Québec, l’autre pays des coopérativesPublié le 20 septembre 2017 par Yves LE MORVAN

A l’heure où Coop de France développe ses propositions de meilleure régulation et de création de valeur au sein des Etats Généraux de l’Alimentation (EGAlim), et où de grandes coopératives européennes structurent les filières dans leur pays respectif, ajoutons à ce panorama le rôle de la coopération agricole et alimentaire au Québec, et plus largement au Canada.

Au-delà de la coopérative Agropur  (filière laitière), la Coop Fédérée constitue la plus importante entreprise  agroalimentaire du Québec, la deuxième au Canada. Elle est leader sur ses activités agricoles (collecte/approvisionnement/commercialisation), de distribution (quincaillerie, énergie), (on ne vend pas en « drive » mais en « service au volant ») et en transformation de viandes de porc et de volaille (Olymel), pour un chiffres d’affaires de 6,3 milliards de $ canadiens, en croissance.

 

Sylvain Gervais Président de La Coop Fédérée et Arnaud Fossey Président d’Isigny.

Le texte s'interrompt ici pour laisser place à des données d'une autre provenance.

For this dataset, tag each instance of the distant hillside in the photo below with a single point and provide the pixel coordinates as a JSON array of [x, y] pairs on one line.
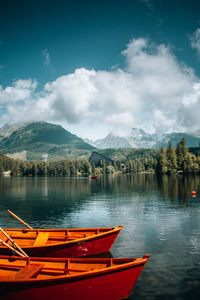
[[138, 138], [38, 138]]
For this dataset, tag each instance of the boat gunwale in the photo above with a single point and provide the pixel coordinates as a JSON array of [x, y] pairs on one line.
[[78, 240], [61, 279]]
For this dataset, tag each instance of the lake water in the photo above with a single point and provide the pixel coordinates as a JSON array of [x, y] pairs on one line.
[[159, 215]]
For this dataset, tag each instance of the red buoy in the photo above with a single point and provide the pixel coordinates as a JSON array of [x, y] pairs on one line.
[[193, 194]]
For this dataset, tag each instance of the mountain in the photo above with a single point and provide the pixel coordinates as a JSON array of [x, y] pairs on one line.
[[138, 138], [38, 138]]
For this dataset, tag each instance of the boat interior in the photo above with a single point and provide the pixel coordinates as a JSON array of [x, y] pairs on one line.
[[16, 268], [42, 237]]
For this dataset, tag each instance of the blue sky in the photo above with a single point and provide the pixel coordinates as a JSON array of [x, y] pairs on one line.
[[99, 66]]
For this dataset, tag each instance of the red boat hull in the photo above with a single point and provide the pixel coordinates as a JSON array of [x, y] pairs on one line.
[[113, 285], [78, 248]]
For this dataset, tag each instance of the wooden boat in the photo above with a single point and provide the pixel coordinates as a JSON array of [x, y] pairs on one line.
[[94, 177], [64, 278], [60, 242]]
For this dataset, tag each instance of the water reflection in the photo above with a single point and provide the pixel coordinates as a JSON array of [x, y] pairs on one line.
[[159, 215]]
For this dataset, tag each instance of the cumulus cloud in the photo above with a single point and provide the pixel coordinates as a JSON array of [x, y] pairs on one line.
[[19, 91], [154, 92], [46, 57], [195, 40]]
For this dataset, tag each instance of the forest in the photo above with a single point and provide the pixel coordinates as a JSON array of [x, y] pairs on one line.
[[177, 159]]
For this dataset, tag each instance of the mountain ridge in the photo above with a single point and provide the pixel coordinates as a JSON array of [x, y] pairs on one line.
[[40, 138], [138, 138]]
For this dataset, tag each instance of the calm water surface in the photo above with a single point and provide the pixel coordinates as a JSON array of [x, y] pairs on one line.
[[159, 216]]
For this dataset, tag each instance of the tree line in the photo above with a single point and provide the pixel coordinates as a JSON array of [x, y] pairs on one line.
[[168, 161]]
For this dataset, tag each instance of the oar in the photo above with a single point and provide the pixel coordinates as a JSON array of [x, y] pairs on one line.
[[19, 219], [11, 248], [14, 243]]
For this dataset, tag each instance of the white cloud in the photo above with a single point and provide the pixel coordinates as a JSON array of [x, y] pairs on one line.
[[195, 40], [153, 92], [19, 91], [46, 57]]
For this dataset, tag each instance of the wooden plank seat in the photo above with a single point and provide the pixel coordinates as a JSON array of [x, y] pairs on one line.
[[3, 237], [28, 271], [41, 239]]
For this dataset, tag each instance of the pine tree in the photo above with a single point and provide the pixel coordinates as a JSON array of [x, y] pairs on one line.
[[171, 159], [162, 161], [181, 152]]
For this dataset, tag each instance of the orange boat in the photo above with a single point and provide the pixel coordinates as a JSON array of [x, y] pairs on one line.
[[60, 242], [94, 177], [64, 278]]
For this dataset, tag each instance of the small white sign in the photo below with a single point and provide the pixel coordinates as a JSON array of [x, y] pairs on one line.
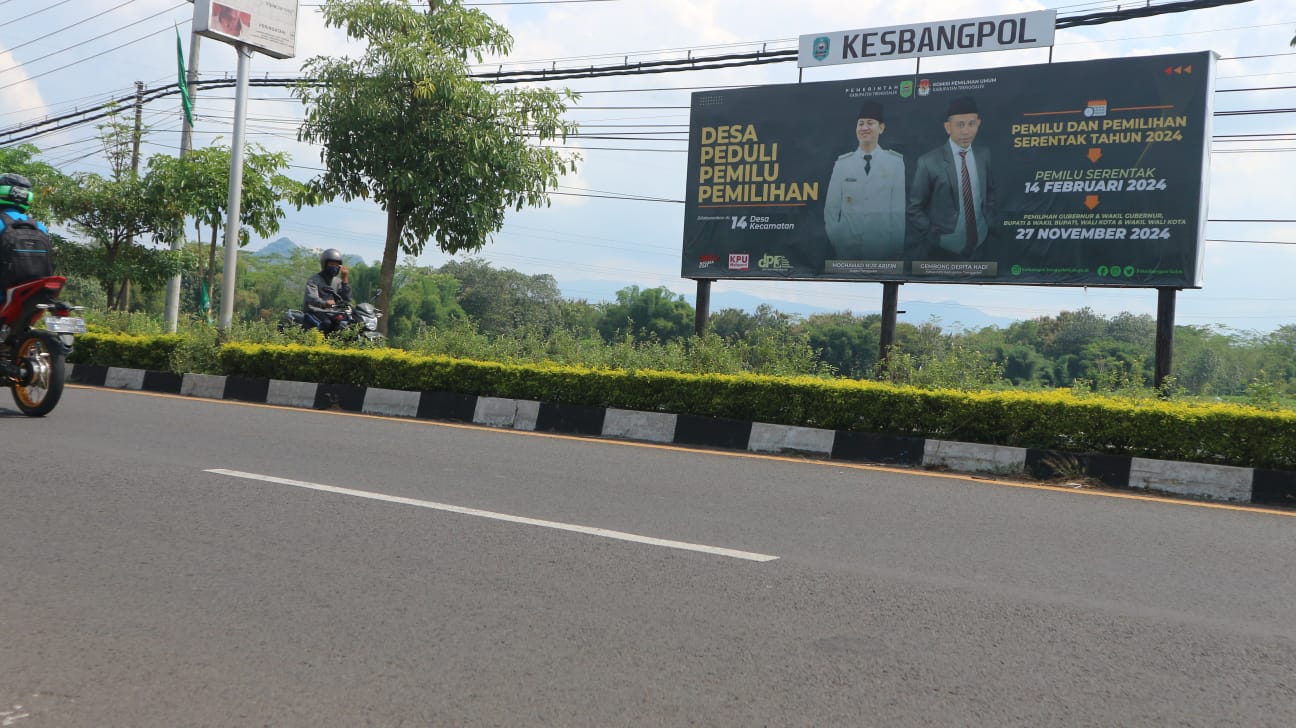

La Coop Fédérée représente une construction coopérative très originale puisque c’est  à la fois une grande entreprise coopérative (cf ci-dessus) et «  en même temps »une fédération économique de presque 70 coopératives, principalement agricoles, qui adhèrent à « La Coop » avec un lien qui rappelle en France celui d’une union de coopératives. Cet ensemble active un chiffre d’affaires combiné de 9,2 milliards de $ canadiens, pour 90.000 membres.

 

Une telle organisation, qui marie dynamisme économique et complexité de la gouvernance, doit faire face aux mêmes enjeux que ceux auxquels sont confrontées les coopératives européennes : internationalisation et proximité territoriale, création de valeur et rôle des marques, renforcement des liens avec les adhérents, transformation digitale…Un voyage d’études des administrateurs de La Coop Fédérée à la mi-septembre 2017, en France et en Allemagne, a permis de débattre et de rechercher des réponses auprès de groupes coopératifs aux cultures fortes tels par exemple Isigny sainte Mère, Agrial, et bien sûr InVivo en France ou Agravis en Allemagne.

 

 

Même si les filières en Europe et au Canada sont très différemment construites (Il y a un système de quota national de mise en marché du lait par exemple), et au-delà des sujets d’actualité tel  le CETA, un même constat s’impose aux coopératives : seule  une gouvernance organisée et partagée entraîne l’efficacité du modèle économique (on ne dit pas « business model »). C’est le socle durable de l’agitation économique permanente de l’entreprise.